На следующий день Яшка присмирел. Он отсидел свои пятнадцать суток и возвратился в барак мрачный и опустошенный, как будто после большой пьянки. Порыв Яшки к протесту увял, и его потребность в самоутверждении вылилась в традиционные, привычные для него формы. И месяца через два в углу нашего барака всю ночь раздавались голоса и выкрики играющих. Прислушиваясь к выделявшемуся из общего хора басу Яшки, я невольно вспомнил игроков Достоевского с их неизбывной, все пожирающей страстью.
Заочница
Вселение Мишки в барак сопровождалось шумом, выкриками и матом надзирателя. Мишка качал права, что-то доказывал, ссылался на какие-то пункты правил содержания заключенных в исправительно-трудовых лагерях и инструкции ГУ Лага. На все эти Мишкины вопли надзиратель неизменно отвечал: «Вот посажу на пятнадцать суток в ШИЗО, будешь знать законы». – «Не имеете права, – кричал Мишка, – есть инструкция ГУ Лага за номером… о правилах помещения заключенных в штрафные изоляторы», В конце концов, то ли восхищенный Мишкиной юридической осведомленностью, то ли сочтя ниже своего достоинства продолжать спор с каким-то зека, надзиратель замолк, и Мишка был водворен на нижние нары у входа в барак, где на время угомонился.

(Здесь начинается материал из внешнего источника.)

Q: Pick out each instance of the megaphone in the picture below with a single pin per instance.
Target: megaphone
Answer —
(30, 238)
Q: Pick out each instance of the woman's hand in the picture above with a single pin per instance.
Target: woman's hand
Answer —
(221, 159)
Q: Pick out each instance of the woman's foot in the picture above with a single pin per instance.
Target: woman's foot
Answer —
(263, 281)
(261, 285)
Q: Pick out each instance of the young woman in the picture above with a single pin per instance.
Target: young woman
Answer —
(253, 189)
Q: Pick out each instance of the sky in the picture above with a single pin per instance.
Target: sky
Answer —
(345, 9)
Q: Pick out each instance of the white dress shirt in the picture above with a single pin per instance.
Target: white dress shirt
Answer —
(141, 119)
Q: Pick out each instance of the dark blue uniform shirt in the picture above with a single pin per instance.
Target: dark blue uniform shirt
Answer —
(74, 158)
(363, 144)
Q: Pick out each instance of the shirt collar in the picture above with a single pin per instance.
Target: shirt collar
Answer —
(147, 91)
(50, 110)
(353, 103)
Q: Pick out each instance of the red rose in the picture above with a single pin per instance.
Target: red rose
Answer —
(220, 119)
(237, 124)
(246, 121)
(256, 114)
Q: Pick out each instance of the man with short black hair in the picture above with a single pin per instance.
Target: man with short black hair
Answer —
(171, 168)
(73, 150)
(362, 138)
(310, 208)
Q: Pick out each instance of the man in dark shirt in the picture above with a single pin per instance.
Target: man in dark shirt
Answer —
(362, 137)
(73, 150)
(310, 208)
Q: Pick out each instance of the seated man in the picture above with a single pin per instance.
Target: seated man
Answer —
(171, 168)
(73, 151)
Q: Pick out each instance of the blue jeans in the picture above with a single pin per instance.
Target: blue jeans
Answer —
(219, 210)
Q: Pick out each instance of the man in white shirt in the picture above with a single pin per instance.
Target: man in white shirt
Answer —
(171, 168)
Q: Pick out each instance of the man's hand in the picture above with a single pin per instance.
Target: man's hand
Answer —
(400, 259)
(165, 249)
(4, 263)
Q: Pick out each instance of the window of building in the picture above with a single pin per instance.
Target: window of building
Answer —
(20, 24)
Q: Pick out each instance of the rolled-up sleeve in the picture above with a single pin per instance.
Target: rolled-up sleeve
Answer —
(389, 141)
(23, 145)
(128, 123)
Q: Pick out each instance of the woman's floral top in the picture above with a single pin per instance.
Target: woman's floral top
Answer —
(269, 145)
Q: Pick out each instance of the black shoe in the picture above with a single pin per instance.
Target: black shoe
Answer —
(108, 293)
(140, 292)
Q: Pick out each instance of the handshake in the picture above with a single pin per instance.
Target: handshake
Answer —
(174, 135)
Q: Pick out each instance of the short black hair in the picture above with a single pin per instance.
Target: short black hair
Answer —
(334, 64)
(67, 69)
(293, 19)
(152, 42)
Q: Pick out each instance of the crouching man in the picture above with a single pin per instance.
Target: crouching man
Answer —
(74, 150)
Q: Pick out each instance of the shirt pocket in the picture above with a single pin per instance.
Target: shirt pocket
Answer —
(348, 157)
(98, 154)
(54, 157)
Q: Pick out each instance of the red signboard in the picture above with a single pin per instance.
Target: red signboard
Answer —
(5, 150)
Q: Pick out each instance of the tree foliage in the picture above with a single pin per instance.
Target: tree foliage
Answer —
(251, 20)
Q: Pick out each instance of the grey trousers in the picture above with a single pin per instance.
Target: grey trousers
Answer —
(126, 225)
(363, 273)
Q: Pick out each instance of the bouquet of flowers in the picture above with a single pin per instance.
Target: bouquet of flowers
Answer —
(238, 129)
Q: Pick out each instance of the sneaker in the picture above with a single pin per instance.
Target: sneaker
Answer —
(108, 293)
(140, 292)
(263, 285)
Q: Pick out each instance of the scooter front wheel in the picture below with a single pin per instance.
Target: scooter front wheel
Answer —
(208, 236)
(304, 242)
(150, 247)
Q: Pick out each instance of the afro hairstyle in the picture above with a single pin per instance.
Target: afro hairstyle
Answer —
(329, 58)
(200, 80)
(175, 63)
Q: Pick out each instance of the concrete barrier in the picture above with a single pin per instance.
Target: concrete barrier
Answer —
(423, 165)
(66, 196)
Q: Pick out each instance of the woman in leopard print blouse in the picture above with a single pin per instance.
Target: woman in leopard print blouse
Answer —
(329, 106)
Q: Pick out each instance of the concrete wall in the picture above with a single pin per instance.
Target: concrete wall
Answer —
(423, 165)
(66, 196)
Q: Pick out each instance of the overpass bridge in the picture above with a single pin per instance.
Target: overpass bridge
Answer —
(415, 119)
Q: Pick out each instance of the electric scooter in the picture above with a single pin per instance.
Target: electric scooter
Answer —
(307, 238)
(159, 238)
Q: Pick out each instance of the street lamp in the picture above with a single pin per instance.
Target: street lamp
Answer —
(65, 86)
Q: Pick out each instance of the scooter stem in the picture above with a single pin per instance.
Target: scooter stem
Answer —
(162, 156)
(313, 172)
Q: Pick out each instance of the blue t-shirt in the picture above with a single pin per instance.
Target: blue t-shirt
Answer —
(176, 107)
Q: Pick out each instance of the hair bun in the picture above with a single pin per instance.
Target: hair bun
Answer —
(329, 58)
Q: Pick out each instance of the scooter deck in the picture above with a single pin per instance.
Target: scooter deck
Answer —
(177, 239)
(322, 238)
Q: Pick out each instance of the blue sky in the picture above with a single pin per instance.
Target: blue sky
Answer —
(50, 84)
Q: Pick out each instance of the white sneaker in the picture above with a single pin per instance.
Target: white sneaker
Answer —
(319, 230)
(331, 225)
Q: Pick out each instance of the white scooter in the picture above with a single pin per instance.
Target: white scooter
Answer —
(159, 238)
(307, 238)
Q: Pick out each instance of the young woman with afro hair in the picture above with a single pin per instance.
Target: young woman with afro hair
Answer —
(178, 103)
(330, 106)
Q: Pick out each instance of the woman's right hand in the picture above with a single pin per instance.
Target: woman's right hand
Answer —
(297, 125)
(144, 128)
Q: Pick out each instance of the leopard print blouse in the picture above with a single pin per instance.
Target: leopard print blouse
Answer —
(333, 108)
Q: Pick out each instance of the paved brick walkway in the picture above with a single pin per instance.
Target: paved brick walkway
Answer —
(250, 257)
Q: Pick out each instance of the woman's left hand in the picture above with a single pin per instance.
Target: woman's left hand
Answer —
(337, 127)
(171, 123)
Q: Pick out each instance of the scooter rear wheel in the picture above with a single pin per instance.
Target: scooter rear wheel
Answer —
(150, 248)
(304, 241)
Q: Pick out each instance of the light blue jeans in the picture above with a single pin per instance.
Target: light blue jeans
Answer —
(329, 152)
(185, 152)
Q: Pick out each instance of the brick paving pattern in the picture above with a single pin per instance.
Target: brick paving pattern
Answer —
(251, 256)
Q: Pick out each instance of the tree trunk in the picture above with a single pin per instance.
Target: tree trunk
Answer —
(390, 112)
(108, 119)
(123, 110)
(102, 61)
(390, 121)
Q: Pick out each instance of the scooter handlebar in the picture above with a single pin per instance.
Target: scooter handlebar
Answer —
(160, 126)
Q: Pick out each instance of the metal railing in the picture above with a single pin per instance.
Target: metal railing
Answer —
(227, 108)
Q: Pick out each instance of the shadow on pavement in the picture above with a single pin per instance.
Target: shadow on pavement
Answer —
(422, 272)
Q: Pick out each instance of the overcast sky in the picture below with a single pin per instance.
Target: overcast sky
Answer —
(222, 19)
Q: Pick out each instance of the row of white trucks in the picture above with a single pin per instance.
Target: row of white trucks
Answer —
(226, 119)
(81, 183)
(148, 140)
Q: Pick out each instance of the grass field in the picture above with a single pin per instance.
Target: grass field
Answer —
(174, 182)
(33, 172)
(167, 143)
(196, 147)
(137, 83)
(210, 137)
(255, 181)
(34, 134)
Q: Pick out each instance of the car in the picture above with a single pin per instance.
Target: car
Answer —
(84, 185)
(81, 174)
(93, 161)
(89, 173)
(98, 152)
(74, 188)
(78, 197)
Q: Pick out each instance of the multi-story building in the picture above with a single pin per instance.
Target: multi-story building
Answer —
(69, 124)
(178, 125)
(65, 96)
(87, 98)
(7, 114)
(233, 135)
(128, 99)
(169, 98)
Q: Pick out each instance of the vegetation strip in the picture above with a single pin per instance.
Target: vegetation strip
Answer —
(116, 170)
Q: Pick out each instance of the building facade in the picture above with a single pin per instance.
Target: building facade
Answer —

Мишка был, как он выражался, «питерский». Наш лагпункт, подобно Ноеву ковчегу, содержал, как говорится, «всякой твари по паре», но город на Неве поставлял сюда, пожалуй, наибольшее число своих граждан. Возможно, сказывалась относительная близость Ленинграда и удобство транспортировки зека из города в Архангельскую область по железной дороге. Впрочем, надо отдать должное широкодушию диспетчерской службы ГУЛага, транспортные расходы эту организацию никогда не останавливали. Были случаи, когда за неделю до окончания срока заключенного из центральных районов этапировали на Дальний Восток, а если находили это нужным, отправляли на этап и по воздуху.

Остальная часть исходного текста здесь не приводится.